Он ничего не делал, он и не мог ничего сделать, но невероятно уставал, должно быть, от этого бессмысленного бдения, от бессонницы и постоянных раздумий, как помочь, как заново привести в порядок свою жизнь и жизнь самых дорогих для него людей, ставших беженцами.
Вот тогда-то он и заснул в подвале. А на следующий день, может быть, не вполне отдавая себе отчет в собственных действиях, спустил в подвал кресло. Сын был в городе, искал работу. Малыш в школе, первая смена, обе женщины замерли в прихожей, глядя, как он с трудом протаскивает в дверь огромный предмет, и не решались не только помочь ему, но даже спросить, что это он задумал. Сразу после этого, воспользовавшись их перешептыванием в кухне, Андрия вернулся и снял с полок свои книги, главным образом всевозможную военную литературу: давно устаревшие инструкции, тоненькие политические брошюры, роскошно оформленные монографии о славных битвах, переписку и тома слишком объемных воспоминаний великих военачальников, — и аккуратно расставил их в подвале, рядом с пустыми банками для зимних заготовок, а наверху, на освободившемся месте, расположил альбомы, раскраски, учебники и первые книги своего внука. Он почувствовал себя несколько лучше. У него было такое впечатление, что эти незначительные перемещения открывают целое новое пространство, просто новый мир.
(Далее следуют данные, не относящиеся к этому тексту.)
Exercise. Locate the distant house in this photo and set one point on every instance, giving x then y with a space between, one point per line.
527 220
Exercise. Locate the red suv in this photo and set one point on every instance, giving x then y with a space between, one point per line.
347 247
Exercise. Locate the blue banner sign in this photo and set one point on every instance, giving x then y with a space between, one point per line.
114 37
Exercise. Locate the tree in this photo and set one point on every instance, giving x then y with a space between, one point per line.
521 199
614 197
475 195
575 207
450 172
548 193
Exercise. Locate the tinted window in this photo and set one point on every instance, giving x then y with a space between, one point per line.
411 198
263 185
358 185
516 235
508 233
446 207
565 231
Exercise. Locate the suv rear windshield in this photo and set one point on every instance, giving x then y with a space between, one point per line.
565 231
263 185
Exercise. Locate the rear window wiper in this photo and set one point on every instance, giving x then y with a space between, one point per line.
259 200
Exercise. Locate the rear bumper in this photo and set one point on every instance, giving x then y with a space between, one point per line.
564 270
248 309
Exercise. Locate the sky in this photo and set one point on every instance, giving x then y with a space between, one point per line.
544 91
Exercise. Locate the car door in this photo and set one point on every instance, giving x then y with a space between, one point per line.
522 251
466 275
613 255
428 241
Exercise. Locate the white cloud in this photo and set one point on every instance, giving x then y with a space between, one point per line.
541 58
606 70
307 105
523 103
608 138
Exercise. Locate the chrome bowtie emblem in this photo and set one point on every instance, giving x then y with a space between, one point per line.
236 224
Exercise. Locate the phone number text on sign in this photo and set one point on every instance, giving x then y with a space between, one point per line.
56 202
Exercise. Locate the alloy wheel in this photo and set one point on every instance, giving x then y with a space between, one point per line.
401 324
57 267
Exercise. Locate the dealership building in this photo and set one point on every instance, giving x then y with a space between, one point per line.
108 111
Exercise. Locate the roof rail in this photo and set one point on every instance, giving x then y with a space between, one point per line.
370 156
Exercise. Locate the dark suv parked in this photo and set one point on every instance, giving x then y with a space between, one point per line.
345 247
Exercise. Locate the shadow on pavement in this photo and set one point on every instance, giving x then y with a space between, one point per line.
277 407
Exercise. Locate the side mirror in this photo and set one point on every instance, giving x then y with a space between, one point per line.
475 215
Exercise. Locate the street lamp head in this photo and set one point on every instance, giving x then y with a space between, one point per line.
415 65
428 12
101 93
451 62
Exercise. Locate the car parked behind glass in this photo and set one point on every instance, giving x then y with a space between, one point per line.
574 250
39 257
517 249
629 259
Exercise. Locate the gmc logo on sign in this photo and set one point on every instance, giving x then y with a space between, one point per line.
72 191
— Папа, а что ты сделал с креслом? — осторожно спросил сын во время обеда, видимо, уже проинформированный об утренних событиях.
— Да вон оно там, в подвале, — ответил Андрия не без гордости.
— Лучше бы просто выбросил на помойку, ведь моль побьет, а я только в прошлом году его заново обтянула, — сказала жена.
— Ну и что? Оно здесь только мешало. Все на него натыкались, надоело вечно его обходить. Ешь, а то остынет, — ответил он.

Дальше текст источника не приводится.